[I]

EL VADO DEL CABESTRO.

Le 23 décembre 1815, entre deux et trois heures de l'après-midi, c'est-à-dire au moment le plus chaud de la journée, deux voyageurs, venant l'un du nord, l'autre du sud, se rencontrèrent face à face, sur les bords d'une petite rivière, affluent du rio Dulce, à un endroit nommé el Vado del Cabestro, c'est-à-dire le gué du Licol, situé à égale distance des villes de Santiago et de San Miguel de Tucumán.

En arrivant au bord de l'eau, comme d'un commun accord, les deux voyageurs retinrent la bride et s'examinèrent attentivement pendant quelques instants.

La rivière que tous deux se préparaient à traverser en sens contraire, grossie par les pluies d'orage, était assez large en ce moment, ce qui empêchait les deux voyageurs de se distinguer réciproquement assez complètement pour se former l'un de l'autre une opinion rassurante.

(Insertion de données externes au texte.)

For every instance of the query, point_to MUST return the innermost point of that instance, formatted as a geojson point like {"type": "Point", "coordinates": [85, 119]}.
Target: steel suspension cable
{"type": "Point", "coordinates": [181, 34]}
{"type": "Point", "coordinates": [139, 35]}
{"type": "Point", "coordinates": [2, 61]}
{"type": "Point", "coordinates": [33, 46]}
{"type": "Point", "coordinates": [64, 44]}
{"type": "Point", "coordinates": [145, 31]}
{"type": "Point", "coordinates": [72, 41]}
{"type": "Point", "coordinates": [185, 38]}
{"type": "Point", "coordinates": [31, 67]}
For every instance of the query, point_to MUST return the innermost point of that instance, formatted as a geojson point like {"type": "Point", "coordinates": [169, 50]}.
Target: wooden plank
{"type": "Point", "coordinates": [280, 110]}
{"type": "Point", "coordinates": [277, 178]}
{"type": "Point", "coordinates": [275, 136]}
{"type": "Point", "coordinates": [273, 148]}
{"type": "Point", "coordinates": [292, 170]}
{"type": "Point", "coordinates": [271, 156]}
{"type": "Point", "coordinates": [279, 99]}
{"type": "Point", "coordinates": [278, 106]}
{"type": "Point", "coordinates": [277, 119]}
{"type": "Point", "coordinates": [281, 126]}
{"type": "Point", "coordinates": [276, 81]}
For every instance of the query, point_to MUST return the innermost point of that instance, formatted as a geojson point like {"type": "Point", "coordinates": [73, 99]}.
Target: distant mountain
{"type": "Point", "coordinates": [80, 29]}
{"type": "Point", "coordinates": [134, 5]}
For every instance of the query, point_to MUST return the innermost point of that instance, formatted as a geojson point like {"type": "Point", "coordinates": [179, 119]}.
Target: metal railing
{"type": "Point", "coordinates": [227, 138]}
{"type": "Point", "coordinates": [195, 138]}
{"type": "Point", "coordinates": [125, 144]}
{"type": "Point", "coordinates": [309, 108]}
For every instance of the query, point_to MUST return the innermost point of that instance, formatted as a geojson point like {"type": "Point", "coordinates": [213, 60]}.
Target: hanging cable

Tout étranger qu'on rencontre au désert est sinon un ennemi, du moins, jusqu'à plus ample renseignement, un individu dont la prudence exige qu'on se méfie.

Après une hésitation courte, mais bien marquée, chaque voyageur ramena à sa portée le long fusil qu'il avait jeté en bandoulière, l'arma en faisant craquer avec bruit la détente, et, semblant prendre une résolution suprême, chatouilla légèrement de l'éperon les flancs de son cheval et entra dans l'eau.

Le gué était large et peu profond; l'eau arrivait à peine au ventre des chevaux, ce qui laissait aux cavaliers liberté entière de se diriger à leur guise.

Cependant ils s'avançaient l'un vers l'autre en continuant à s'observer attentivement, prêts à faire feu au moindre mouvement suspect. La distance diminuait rapidement entre eux; bientôt ils ne se trouvèrent plus qu'à deux pas à peine l'un de l'autre.

Tout à coup ils poussèrent une exclamation joyeuse et s'arrêtèrent en riant à gorge déployée.